The Lies We Tell Ourselves – A Candid Revisit
The lies we tell ourselves shape our realities more than we might realize. In a recent episode of "Brother, Sister, Whatever," hosts Lisa and Josh revisited their most popular episode about self-deception, providing a fascinating glimpse into how our internal narratives evolve—or sometimes don't—over time.
One of the most prevalent lies many of us repeat is "I'll have time for that later." Lisa pointed out that this extends beyond simple procrastination of daily tasks. Rather, it's about delaying the things that contribute to personal growth and fulfillment. How many times have you put off taking that class, pursuing that hobby, or making time for self-care with the promise that you'll get to it "when things settle down"? This pattern of postponement can continue for years, even decades, as life continues presenting new demands on our time.
Another powerful theme explored was the tension between authenticity and social acceptance. Both hosts discussed how we often claim "I don't care what others think" while simultaneously modifying our behavior based on social expectations. This contradiction becomes particularly evident in parenting, where they noted the struggle between encouraging children to be unique while also steering them away from choices that might invite ridicule. This internal conflict reveals how deeply social conditioning affects even those who consciously resist it, highlighting the complex relationship between individualism and our innate desire for belonging.

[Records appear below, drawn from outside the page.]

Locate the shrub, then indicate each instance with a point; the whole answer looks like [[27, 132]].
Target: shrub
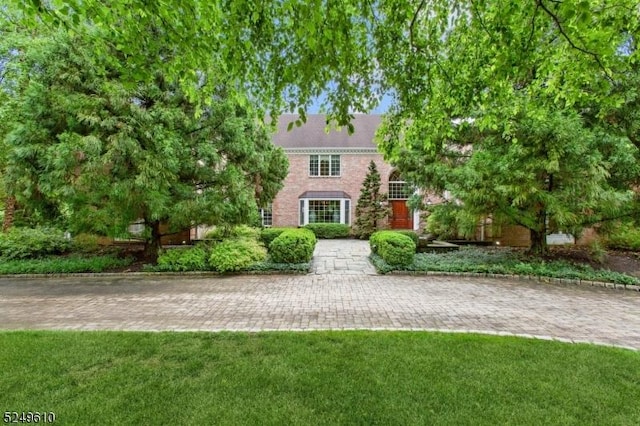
[[267, 235], [395, 248], [625, 237], [86, 243], [293, 246], [411, 234], [181, 260], [329, 230], [236, 254], [62, 265], [23, 243]]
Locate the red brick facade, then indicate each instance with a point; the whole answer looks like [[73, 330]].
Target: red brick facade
[[354, 168]]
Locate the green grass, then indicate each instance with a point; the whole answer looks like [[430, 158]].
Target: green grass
[[59, 265], [503, 261], [316, 378]]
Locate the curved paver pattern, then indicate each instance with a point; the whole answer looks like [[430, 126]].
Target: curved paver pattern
[[323, 301]]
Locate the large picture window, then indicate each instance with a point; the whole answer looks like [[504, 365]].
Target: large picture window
[[324, 211], [324, 165], [318, 209]]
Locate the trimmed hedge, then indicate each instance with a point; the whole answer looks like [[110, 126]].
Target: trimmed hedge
[[293, 246], [394, 247], [234, 255], [182, 260], [25, 243], [267, 235], [411, 234], [329, 230]]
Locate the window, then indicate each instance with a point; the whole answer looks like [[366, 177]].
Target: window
[[324, 165], [324, 211], [266, 215], [398, 189]]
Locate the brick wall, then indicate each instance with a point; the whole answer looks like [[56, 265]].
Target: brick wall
[[354, 169]]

Perhaps most poignant was their conversation about self-worth affirmations. Josh mentioned how phrases like "I am enough" can feel simultaneously necessary and cringeworthy. Lisa shared an interesting perspective that such affirmations became natural to her only after she had done significant personal development work—not as a technique to convince herself, but as a genuine reflection of her evolving self-perception. This suggests that authentic self-worth might emerge organically from healing rather than from repetitive affirmations alone.

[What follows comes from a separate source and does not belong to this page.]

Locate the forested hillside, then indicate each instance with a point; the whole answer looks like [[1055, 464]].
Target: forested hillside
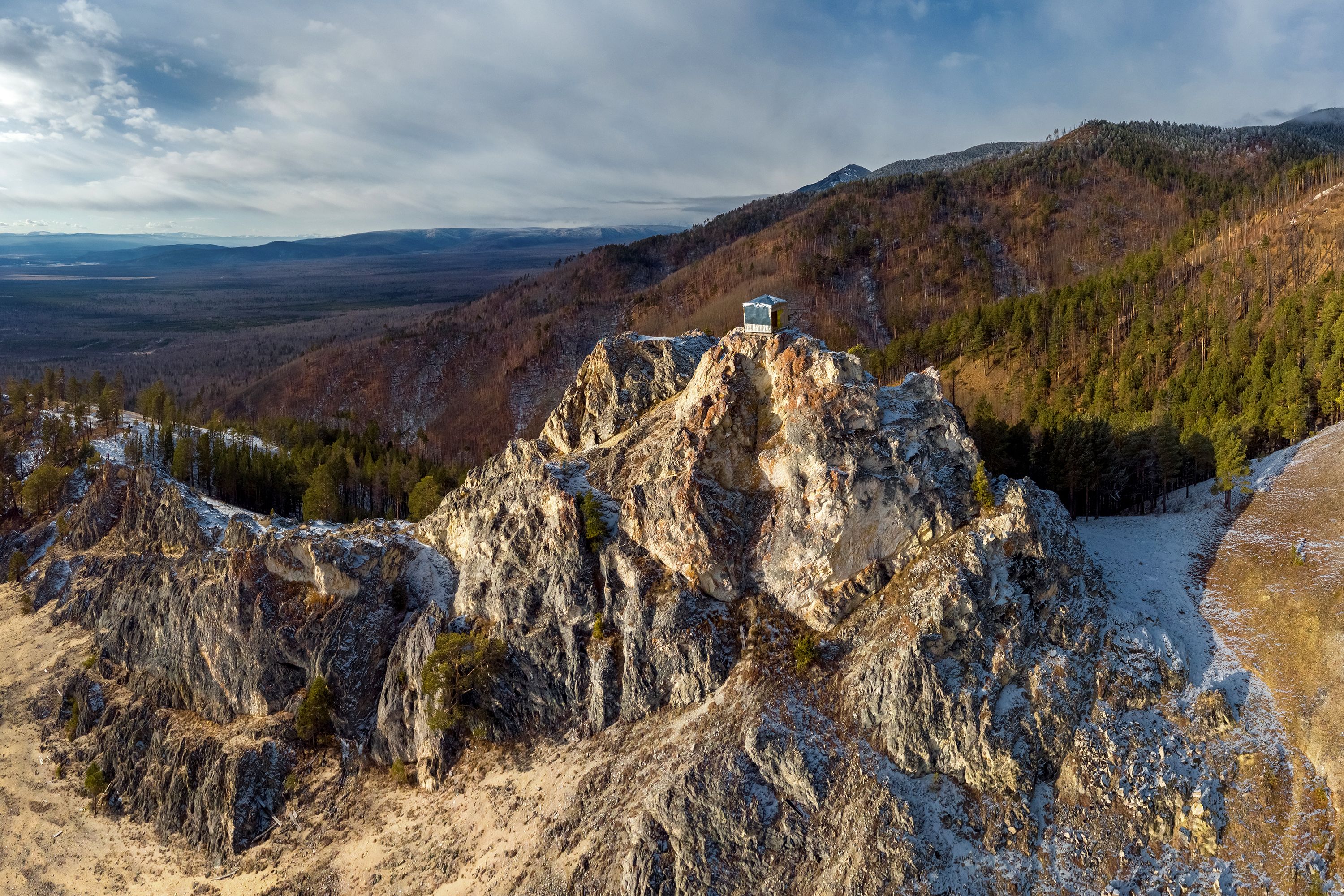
[[892, 265]]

What makes this episode particularly compelling is the hosts' willingness to examine how their perspectives have or haven't changed over time. Despite months passing between recordings, both acknowledged that many of their fundamental viewpoints remained consistent. This continuity reminds us that personal growth isn't always about dramatic transformations but can also manifest as deeper understanding and acceptance of existing perspectives.
The conversation also touched on how age impacts our relationship with external validation. Josh mentioned that entering his forties has shifted his definition of success from material possessions to quality time—with his children and, increasingly, with himself. This evolution suggests that as we mature, our metrics for evaluating our lives often become more internally focused rather than being determined by societal status symbols.
Whether it's the white lies we tell our children to protect them, the excuses we make to avoid confronting our limitations, or the self-deception that shields us from uncomfortable truths, this episode offers valuable insights into human psychology. By bringing awareness to these patterns, we can begin to recognize when we're selling ourselves short or hiding behind comfortable falsehoods.